The report, published in February 2010, has placed climate change along with the global war on terror and WMD proliferation and it lays out measured responses and recommendations to the rising sea levels.
However, without action it may worsen the key problems facing economies in Europe and the Americas, including overpopulation, food shortages and war.
The Defence Review, published every four years, states that, “Climate-related changes are already being observed in every region of the world, including the United States and its coastal waters.
“Climate change will contribute to food and water scarcity will increase the spread of disease and may spur or exacerbate mass migration.”
Amongst a wealth of recommendations and safe guards, the US military is also exploring ways to exploit the opportunities for renewable power generation to support operational needs.
In March 2011, the US Air Force successfully tested a F-22 Raptor run on a biofuel, which was based on the flowering plant camelina, after Dutch airline KLM successfully launched a flight run on a 50/50 mix of kerosene and biofuel.
The US Navy also hopes to have a “green fleet” of strike carriers by 2016, whilst the US military announced its intention to experiment with bio-fuel back in 2009, with a feedstock of camelina being chosen.
The Defence Energy Support Centre stated that, “It does not compete with food crops, and has been proven to reduce carbon emissions by more than 80%.
“In addition, camelina has naturally high oil content, is drought tolerant and requires less fertilizer and herbicides. It is an excellent rotation crop with wheat, and it can also grow on marginal land.”
An increase in demand could push up crop prices and lead to overlooked environmental impacts and unethical practices in their production.
From an ethical investment standpoint, the contract to produce the camelina based bio-fuel for the US military has been handed to Sustainable Oils, a seemingly green company and subsidiary of Green Earth Fuels.

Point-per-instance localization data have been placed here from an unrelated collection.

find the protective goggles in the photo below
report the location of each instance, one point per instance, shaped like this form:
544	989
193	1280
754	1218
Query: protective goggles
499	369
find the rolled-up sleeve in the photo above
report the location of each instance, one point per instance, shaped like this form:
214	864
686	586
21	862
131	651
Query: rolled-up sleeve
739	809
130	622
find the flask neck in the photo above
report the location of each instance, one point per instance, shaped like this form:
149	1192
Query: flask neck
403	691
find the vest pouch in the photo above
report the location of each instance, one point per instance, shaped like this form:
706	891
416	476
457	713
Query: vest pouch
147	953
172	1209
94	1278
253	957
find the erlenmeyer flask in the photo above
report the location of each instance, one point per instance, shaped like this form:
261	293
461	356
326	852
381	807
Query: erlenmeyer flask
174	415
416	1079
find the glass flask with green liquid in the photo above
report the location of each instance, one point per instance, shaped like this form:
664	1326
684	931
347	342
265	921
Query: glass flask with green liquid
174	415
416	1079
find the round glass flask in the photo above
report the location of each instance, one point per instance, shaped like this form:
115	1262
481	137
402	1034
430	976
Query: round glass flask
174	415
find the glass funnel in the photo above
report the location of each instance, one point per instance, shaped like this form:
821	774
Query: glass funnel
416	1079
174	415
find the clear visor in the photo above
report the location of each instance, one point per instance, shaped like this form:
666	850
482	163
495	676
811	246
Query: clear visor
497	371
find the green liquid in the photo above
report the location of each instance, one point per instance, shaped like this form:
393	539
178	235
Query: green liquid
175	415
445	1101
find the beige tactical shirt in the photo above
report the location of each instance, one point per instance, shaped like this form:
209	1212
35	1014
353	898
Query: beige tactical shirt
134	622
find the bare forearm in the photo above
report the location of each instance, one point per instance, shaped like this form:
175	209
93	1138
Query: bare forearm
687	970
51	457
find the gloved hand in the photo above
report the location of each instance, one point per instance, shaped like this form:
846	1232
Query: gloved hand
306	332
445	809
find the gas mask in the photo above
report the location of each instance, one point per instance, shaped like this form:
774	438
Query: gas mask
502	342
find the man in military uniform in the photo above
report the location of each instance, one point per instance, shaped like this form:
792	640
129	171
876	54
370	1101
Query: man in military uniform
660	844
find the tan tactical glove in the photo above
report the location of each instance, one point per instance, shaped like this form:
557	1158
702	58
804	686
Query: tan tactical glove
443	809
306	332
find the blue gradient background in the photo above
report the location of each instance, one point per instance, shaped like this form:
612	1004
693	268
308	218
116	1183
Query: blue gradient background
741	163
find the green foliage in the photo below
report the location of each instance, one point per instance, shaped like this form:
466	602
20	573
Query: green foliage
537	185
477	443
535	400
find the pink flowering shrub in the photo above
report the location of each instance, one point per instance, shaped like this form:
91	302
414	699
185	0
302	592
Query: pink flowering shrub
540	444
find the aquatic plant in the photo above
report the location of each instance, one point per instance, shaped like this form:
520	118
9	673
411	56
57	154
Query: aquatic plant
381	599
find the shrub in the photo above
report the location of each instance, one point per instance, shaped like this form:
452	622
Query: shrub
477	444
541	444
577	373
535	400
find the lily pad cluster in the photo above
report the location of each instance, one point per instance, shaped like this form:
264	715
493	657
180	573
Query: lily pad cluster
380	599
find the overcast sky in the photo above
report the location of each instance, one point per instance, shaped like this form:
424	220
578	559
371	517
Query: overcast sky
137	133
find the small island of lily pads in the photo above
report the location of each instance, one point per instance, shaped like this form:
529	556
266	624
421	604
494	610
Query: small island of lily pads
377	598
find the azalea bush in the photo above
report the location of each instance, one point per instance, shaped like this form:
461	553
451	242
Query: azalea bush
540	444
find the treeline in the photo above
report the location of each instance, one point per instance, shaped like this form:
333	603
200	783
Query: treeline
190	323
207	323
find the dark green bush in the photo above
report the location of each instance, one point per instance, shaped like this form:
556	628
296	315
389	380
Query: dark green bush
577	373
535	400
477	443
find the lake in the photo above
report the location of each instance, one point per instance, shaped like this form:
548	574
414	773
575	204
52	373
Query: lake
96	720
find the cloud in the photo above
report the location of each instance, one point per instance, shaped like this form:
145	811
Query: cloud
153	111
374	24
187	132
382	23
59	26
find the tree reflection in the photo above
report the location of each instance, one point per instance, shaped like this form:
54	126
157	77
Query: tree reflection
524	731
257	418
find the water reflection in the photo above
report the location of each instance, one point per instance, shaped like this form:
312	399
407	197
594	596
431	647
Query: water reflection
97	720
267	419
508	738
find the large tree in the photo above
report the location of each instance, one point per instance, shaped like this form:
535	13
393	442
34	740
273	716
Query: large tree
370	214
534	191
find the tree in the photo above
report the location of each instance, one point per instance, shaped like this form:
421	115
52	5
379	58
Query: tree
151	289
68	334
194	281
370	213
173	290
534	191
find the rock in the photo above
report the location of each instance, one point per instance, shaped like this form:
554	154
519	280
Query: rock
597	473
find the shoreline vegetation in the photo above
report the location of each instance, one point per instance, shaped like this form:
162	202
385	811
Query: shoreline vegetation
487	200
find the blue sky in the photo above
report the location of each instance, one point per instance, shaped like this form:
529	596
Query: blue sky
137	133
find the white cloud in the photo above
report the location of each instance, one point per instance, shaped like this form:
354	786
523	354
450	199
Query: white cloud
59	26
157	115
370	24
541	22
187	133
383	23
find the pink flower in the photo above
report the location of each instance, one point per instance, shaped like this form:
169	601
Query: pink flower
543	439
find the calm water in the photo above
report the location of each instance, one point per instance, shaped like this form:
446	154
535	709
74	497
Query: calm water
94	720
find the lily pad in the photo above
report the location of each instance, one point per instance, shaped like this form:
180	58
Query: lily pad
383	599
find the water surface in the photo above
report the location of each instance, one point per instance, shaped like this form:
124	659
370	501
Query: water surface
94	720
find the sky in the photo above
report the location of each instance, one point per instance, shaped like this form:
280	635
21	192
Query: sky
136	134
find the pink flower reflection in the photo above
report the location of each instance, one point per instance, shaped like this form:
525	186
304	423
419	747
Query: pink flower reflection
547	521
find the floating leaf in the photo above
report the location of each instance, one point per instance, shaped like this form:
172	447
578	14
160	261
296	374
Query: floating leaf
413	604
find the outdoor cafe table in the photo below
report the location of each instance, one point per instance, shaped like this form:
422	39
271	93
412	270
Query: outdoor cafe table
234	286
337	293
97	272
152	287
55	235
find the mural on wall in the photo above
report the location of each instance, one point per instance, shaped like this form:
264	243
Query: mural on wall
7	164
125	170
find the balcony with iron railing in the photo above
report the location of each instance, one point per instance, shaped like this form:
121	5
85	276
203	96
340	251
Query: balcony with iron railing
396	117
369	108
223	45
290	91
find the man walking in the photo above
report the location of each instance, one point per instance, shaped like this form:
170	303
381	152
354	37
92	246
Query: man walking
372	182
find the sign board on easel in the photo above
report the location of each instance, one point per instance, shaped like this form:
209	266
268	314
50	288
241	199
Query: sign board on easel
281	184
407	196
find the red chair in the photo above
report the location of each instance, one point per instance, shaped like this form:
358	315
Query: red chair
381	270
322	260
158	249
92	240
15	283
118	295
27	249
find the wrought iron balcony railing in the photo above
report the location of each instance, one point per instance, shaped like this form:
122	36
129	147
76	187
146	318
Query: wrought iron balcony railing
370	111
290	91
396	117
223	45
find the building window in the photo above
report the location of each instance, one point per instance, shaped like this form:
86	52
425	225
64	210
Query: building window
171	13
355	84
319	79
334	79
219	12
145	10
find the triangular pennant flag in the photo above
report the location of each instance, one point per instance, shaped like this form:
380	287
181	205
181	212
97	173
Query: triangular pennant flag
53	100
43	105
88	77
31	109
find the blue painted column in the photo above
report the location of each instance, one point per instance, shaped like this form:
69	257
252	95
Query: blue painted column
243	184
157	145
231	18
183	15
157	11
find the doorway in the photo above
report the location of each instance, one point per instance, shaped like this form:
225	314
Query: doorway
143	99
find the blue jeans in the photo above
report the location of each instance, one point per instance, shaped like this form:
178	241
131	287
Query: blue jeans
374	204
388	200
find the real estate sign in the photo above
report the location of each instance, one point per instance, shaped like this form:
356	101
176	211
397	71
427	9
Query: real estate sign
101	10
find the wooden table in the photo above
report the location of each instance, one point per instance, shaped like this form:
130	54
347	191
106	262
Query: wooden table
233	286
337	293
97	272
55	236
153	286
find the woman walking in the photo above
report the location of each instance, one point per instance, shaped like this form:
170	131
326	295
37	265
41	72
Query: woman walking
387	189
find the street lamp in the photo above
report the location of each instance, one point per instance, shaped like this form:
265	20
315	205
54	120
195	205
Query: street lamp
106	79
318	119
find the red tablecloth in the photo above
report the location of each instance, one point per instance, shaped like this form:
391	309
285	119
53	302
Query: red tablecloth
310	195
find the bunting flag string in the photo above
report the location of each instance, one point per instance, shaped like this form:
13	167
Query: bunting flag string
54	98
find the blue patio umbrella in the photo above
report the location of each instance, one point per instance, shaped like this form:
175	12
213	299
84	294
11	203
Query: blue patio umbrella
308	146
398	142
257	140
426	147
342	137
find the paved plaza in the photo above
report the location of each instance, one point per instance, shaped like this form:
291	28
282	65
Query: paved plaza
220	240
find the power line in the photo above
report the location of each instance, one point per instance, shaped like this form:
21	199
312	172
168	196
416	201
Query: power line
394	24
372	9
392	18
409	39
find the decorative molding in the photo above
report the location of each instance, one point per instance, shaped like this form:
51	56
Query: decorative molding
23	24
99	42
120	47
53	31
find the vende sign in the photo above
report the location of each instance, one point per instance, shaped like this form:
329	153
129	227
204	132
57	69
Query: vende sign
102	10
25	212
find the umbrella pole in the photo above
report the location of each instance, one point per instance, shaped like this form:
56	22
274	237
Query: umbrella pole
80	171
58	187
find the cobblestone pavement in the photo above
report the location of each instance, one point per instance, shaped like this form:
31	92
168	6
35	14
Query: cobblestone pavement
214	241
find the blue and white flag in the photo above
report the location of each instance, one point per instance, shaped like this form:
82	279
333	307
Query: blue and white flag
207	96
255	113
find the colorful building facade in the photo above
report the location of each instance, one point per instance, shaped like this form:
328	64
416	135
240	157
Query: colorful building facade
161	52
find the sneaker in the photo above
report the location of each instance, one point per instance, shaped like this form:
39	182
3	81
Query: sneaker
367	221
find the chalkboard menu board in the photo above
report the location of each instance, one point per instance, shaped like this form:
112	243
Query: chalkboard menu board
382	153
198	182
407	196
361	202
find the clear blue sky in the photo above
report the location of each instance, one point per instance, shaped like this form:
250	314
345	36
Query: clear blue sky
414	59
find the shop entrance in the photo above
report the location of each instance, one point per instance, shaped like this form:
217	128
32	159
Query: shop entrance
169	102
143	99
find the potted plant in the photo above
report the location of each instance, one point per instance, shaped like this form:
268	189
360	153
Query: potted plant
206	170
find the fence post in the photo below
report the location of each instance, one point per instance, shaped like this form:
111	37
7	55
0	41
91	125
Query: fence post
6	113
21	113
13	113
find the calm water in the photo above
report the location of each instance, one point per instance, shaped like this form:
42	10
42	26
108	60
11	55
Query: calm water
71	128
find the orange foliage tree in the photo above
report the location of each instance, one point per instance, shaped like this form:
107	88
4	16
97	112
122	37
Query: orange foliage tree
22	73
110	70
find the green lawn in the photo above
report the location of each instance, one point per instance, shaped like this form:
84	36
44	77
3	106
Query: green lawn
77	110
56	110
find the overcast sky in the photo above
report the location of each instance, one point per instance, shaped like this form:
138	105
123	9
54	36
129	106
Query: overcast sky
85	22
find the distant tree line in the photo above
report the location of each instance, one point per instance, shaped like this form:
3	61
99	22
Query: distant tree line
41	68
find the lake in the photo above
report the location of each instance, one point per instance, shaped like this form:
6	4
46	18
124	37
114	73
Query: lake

Other contracts from the aviation industry have gone to Honeywell International, a producer of bombs, land mines and nuclear weapons, amongst others.
As detailed by Blue & Green Tomorrow in the article Biofuel Backgrounder, the fertilization process involved in plant production creates a substantial amount of nitrous oxide emissions, a compound as bad, if not worse than carbon dioxide.
The biofuels market while seemingly ethically sound has inherent pitfalls.